Yes, AppCheck includes a vulnerability type for "JavaScript Loaded Cross-Domain":
Description
When an application includes a script from an external domain, this script is executed by the browser within the security context of the invoking application. The script can therefore do anything that the application's own scripts can do, such as accessing application data and performing actions within the context of the current user.If you include a script from an external domain, then you are trusting that domain with the data and functionality of your application, and also trusting the domain's own security to prevent an attacker from modifying the script to perform malicious actions within your application.
Solution
Scripts should not be included from untrusted domains. If you have a requirement which a third-party script appears to fulfill, then you should ideally copy the contents of that script onto your own domain and include it from there. If that is not possible (e.g. for licensing reasons) then you should consider reimplementing the script's functionality within your own code.

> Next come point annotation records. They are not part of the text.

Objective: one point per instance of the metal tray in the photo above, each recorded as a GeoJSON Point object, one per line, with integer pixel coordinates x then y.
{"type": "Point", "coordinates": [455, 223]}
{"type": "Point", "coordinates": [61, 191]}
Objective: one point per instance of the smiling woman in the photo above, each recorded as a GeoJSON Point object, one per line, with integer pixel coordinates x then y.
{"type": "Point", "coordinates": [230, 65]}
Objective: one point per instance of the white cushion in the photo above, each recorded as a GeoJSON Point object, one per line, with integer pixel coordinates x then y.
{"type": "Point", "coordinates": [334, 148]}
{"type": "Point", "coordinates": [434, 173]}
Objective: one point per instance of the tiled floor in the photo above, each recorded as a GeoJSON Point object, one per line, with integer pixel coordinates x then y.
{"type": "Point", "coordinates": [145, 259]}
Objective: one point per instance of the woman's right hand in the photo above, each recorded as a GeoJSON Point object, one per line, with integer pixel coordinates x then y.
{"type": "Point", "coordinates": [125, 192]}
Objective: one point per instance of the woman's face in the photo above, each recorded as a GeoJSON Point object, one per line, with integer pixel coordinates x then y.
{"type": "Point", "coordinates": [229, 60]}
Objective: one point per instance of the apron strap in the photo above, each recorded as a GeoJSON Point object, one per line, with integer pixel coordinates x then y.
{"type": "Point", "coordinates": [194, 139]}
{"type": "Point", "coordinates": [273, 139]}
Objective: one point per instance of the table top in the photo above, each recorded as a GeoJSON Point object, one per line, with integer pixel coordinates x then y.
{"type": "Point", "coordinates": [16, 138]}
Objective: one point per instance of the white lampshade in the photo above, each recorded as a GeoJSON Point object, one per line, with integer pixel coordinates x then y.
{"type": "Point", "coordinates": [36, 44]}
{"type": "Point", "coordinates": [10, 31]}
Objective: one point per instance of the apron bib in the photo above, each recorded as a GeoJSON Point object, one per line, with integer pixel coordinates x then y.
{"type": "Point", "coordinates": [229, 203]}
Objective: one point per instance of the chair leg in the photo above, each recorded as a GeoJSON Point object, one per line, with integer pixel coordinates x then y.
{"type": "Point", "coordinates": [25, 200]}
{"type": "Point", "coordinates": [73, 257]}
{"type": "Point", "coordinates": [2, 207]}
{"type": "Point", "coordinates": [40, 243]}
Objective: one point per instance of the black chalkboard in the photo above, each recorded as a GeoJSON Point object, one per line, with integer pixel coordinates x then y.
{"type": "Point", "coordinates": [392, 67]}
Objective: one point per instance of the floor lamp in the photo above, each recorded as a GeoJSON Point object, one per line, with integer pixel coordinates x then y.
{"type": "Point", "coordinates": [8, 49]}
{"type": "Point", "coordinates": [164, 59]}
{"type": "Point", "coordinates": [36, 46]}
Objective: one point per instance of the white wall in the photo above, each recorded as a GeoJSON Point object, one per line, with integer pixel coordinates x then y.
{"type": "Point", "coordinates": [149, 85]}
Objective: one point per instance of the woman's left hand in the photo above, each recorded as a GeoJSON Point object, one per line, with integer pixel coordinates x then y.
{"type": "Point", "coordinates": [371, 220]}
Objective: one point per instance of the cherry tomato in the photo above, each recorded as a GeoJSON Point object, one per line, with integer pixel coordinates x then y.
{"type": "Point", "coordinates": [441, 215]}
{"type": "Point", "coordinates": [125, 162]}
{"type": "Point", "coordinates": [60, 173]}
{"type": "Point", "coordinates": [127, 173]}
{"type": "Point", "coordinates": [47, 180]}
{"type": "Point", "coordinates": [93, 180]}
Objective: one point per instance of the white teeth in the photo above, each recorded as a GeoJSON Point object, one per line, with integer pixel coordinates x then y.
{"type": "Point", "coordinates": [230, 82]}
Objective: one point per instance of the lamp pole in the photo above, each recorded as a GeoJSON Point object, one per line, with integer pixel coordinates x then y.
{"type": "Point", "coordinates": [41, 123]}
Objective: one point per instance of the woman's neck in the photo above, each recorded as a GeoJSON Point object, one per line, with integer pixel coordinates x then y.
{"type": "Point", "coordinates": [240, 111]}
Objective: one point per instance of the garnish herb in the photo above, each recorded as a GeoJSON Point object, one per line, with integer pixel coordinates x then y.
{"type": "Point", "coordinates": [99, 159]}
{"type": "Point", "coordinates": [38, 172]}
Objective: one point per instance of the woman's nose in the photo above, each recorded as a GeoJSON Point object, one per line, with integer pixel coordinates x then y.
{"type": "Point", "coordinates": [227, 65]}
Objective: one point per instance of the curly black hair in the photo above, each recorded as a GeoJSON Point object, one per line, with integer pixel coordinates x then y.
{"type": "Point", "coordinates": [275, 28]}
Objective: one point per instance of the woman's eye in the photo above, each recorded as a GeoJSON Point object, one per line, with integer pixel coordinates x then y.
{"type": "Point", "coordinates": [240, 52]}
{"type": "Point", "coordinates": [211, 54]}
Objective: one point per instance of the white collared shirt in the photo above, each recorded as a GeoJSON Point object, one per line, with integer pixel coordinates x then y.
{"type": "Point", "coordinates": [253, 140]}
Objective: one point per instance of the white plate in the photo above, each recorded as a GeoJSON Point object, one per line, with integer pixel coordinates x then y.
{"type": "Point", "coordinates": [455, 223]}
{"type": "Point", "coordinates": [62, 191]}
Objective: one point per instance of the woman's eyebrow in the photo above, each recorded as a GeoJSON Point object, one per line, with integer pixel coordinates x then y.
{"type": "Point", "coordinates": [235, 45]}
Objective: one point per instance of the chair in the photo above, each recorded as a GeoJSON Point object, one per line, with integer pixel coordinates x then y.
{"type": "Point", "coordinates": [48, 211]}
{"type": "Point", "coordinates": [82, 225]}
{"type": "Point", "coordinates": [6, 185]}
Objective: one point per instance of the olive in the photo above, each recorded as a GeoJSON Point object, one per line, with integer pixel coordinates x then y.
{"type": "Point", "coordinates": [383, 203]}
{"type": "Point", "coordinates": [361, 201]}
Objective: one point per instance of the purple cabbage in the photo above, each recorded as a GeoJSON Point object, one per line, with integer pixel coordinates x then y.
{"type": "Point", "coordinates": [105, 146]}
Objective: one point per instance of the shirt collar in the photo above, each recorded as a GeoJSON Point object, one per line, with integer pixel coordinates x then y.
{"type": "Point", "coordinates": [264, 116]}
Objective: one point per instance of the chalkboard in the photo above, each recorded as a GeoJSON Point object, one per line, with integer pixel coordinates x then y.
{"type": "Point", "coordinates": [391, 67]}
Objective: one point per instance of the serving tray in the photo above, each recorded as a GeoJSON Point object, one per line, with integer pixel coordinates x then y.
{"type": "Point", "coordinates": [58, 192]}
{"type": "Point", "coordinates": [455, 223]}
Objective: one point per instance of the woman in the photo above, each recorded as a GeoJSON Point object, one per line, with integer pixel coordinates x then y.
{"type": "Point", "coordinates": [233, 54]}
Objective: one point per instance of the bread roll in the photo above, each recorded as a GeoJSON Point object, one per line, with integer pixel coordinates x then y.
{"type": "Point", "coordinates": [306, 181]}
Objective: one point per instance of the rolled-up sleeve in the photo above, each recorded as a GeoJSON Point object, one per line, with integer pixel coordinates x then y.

The risks from trusting third-party JavaScript to execute were seen by British Airways on September 6th 2018, when it announced it had suffered a breach resulting in the theft of customer data for 380,000 customers, including personal and payment information. The "Magecart" code injected scripts into British Airways web-pages that stole sensitive data that consumers enter into online payment forms.
This finding will be reported (if configured in the web application scan config in question) whenever JavaScript code is found to be dynamically included/injected from a third-party domain, regardless of whether that code is known to contain any malicious content at this point in time.
Please note that this finding will NOT be reported if the JavaScript in question has been downloaded by the customer to the customer's own server and is then packaged up with their application code and served from their own domain - it can only be found and reported if the code is served directly from a third-party server or CDN (Content Delivery Network).